Ethanol, stress and working with yeast

Grant A. Stanley1, Meredith Chandler1, Dragana Stanley1, Idris Mohammed1, Sarah Fraser1, Peter Rogers2, and Paul J. Chambers3. (1) Molecular Sciences, Victoria University, Hoppers Lane, Werribee, 3030, Australia, (2) Carlton and United Breweries Ltd, Southampton Crescent, Melbourne, 3067, Australia, (3) The Australian Wine Research Institution, Adelaide, 5064, Australia

Ethanologenic fermentation is traditionally associated with beverage production however it has an increasingly important role in the biofuel industry. A major factor affecting fermentation productivity is microbial sensitivity to ethanol toxicity, which slows fermentation rates, reduces ethanol yields and limits microbial lifespan. Victoria University is investigating ways of reducing the impact of ethanol toxicity on microbial performance by improving the inherent ethanol-stress protective responses in yeast, which are compromised at high ethanol concentrations.  Our research focuses on identifying and characterising the key genes associated with the cell’s defence against ethanol toxicity by following transcriptome changes in yeast during ethanol stress.
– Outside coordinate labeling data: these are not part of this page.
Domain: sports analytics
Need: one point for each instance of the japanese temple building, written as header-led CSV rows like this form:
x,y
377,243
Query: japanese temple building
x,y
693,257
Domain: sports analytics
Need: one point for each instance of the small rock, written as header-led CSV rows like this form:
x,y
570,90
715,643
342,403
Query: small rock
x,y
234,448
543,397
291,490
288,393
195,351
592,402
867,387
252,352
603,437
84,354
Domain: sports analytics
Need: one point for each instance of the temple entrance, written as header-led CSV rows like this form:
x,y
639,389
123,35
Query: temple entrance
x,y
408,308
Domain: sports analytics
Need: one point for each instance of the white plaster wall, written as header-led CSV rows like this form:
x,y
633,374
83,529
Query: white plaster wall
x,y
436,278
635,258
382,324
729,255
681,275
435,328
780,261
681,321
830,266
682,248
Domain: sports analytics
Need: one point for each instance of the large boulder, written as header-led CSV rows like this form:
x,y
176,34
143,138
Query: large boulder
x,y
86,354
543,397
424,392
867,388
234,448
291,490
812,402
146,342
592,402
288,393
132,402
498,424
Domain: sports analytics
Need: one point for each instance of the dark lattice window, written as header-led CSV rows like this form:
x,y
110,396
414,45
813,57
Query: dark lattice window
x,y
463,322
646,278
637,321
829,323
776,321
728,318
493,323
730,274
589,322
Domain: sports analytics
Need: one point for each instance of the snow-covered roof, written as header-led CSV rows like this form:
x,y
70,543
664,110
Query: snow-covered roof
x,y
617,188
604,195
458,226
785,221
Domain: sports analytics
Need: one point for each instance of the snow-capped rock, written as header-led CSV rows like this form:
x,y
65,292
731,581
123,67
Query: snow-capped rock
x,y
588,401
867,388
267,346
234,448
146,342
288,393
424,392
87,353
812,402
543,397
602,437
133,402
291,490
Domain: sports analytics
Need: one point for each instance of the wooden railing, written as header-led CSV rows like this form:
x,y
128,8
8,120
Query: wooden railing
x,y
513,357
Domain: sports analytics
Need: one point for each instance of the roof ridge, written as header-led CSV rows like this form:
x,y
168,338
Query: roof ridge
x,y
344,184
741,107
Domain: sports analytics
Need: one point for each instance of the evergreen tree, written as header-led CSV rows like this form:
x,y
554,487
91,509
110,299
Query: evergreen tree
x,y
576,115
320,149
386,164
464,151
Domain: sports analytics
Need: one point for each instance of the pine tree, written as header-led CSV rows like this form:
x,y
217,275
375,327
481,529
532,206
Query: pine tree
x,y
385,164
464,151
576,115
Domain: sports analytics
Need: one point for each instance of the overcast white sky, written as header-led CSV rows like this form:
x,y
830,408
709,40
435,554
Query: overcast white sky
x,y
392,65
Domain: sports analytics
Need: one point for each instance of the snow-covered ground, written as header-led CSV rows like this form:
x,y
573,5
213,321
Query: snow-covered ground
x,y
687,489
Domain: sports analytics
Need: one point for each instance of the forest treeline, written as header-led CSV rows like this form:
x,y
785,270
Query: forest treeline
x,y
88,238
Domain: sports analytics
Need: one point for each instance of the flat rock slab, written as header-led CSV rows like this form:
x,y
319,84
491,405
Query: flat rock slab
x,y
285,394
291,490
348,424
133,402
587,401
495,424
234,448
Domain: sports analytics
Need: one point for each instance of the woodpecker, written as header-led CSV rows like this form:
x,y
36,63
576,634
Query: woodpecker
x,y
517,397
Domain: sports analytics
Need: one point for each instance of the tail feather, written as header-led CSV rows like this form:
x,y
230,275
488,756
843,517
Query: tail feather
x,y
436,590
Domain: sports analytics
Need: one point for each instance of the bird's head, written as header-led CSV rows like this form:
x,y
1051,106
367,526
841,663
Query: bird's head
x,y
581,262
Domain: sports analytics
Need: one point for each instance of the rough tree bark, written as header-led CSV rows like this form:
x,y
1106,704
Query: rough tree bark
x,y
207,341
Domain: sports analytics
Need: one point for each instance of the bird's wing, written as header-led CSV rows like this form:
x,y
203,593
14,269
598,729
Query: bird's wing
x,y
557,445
By comparing gene expression profiles of ethanol stressed and unstressed cells, we identified a large number of genes with altered expression levels in response to ethanol stress. These genes were grouped according to their cellular function, but it was likely that not all of them have an important role in ethanol tolerance.  To single out genes that have a key role in the ethanol stress response, we examined transcription in ethanol-stressed yeast in the presence of small quantities of acetaldehyde (which stimulates ethanol stress adaptation rates) and also in mutants that were raised with increased ethanol tolerance. Comparing the results from all three experimental approaches identified a number of areas of cell function that are particularly sensitive to ethanol stress.  One of these being central glycolytic catabolism, with glyceraldehyde 3-phosphate dehydrogenase being particularly affected, possibly due to a redox imbalance during the early stages of acclimatisation to ethanol stress.